Stanley sent bien qu’il y a quelque chose qui ne va pas, mais il ne comprend pas vraiment. Il perçoit que Blanche cache des choses de son passé. Cette femme est secrète, elle s’immisce dans le couple pour le détruire. Stanley devient très brutal. et cherche à le mettre dehors. Il réagit avec brutalité.

La première fois que j’ai vu ce film, je devais avoir 14 ou 15 ans, c’était à la télévision, au Ciné Club d’Antenne 2 présenté par Pierre-Jean Philippe. C’était le vendredi soir vers 22h30, après Apostrophe. La fin des années 70. Je ne sentais pas le côté pervers de la femme, je la sentais victime, et j’étais plutôt fasciné par la violence de Stanley. La puissance négative de Marlon Brando.

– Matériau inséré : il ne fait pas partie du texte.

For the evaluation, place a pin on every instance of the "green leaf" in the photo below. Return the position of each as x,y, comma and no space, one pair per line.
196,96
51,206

J’ai revu plusieurs fois ce film et j’ai commencé à comprendre ce qui se passait. La perversité de Blanche, et du coup, mon rapport avec les personnages s’est trouvé modifié à différents moments de ma vie. Ce film fonctionnant alors comme une sorte de thermomètre qui m’indiquait le changement de mes émotions.

TRAMWAY_1.indd

Revoir un film a différentes périodes de sa vie, nous met devant la même réalité.
Le film est le même bien sûr, c’est nous qui évoluons.
(Pour être précis, le film projeté aujourd’hui, n’est pas tout à fait le même que celui de 1951. Pour éviter une condamnation de la Ligue pour la vertu (Legion of Decency), le studio Warner Bros avait imposer au monteur de réaliser 12 coupes (soit environ 4 minutes de film), sans tenir le réalisateur au courant (Elia Kazan n’avait pas les droits de final cut à l’époque). Les morceaux coupés ont été retrouvés en 1989 et réintégrés au film. Warner Bros a ressorti le film dans son intégralité en 1993.)

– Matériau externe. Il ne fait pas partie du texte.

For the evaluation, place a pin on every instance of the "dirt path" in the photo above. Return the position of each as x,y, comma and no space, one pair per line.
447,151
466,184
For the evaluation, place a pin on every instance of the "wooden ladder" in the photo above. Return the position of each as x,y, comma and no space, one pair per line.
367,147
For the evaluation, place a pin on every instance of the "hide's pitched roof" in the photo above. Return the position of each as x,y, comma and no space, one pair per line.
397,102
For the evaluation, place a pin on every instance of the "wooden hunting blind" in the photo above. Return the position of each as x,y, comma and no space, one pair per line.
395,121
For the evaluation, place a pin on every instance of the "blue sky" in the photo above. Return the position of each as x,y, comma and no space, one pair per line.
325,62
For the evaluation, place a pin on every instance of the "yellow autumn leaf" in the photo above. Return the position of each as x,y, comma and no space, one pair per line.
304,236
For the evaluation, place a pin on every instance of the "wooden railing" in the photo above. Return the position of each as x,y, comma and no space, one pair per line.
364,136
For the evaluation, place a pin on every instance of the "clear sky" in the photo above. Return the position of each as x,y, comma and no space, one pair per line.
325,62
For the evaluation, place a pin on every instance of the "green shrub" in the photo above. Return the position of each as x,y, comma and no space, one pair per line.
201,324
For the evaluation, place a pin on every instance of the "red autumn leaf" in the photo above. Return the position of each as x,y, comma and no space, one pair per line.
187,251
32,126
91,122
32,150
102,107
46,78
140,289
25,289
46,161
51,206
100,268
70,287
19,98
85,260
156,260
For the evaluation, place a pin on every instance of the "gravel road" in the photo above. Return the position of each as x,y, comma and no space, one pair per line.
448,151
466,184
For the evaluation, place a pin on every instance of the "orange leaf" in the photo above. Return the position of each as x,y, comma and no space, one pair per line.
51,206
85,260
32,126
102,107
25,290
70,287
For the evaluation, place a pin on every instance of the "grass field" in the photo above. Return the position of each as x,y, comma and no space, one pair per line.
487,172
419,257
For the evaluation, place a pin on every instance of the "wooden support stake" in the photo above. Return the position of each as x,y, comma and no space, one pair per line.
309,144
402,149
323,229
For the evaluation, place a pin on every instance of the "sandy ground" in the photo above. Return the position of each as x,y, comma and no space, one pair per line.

Nos émotions changent en fonction de notre regard. Mon regard d’adolescent de 15 ans, mon regard d’adulte, et puis, 30 ans plus tard, un autre regard.

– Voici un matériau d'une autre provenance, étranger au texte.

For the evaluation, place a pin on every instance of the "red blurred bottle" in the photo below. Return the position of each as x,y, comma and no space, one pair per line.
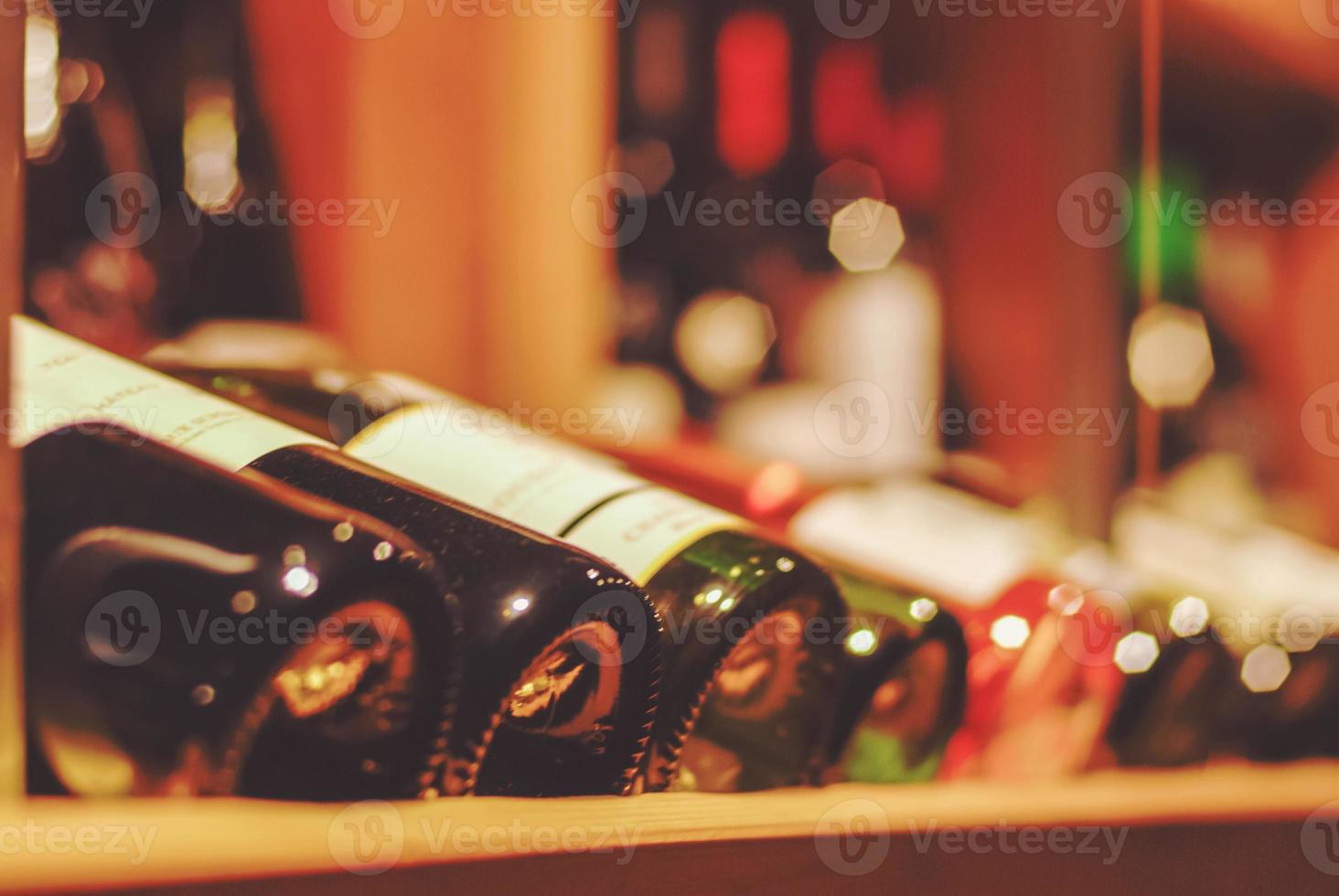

« Un tramway nommé Désir » s’impose et revient tous les 5 ans. Je ne l’ai pas choisit finalement. Il s’est imposé comme thermomètre. Cela devient juste un rendez-vous qui me permet de mesurer l’évolution personnelle de mes sentiments, de mes émotions.
———
Partagez cet article sur Twitter

15ab7161edaa0188db53011a745aeacd

Catégories: Médias, Société | 2 commentaires

(2) commentaires

  1. Salut François
    Il me semble que  » L’étranger » de Camus était également l’un de tes thermomètres.
    Accompagnant ainsi une petite pensée pour Robert « Meursault » Smith.
    Bien à toi
    Jocelyn

    • Jocelyn, oui, c’est vrai que l’Etranger est un livre qui m’a bouleversé à l’adolescence. L’ennui, le trouble de ressentir comme une absence d’émotions. De ne pas comprendre.
      Le Killing an Arab des Cure qui vient réveiller ce trouble. Pourquoi cette chanson, pourquoi chanter en se référant à Camus et ce livre ? Mais je crois qu’à l’époque je ne comprenais rien de toutes ces paroles… Cure, Joy Division, The Stranglers, Simple Mind, Echo and the Bunnymen et même Marquis de Sade qui pourtant chantait en Français… manque de maturité, de culture, de référence. Je me laissais porter par la musique.
      Coïncidence, j’ai relu cette semaine la BD de Ferrandez, d’après l’Etranger, l’Algérie au moment où j’écris l’histoire d’une vieille femme Kabyle.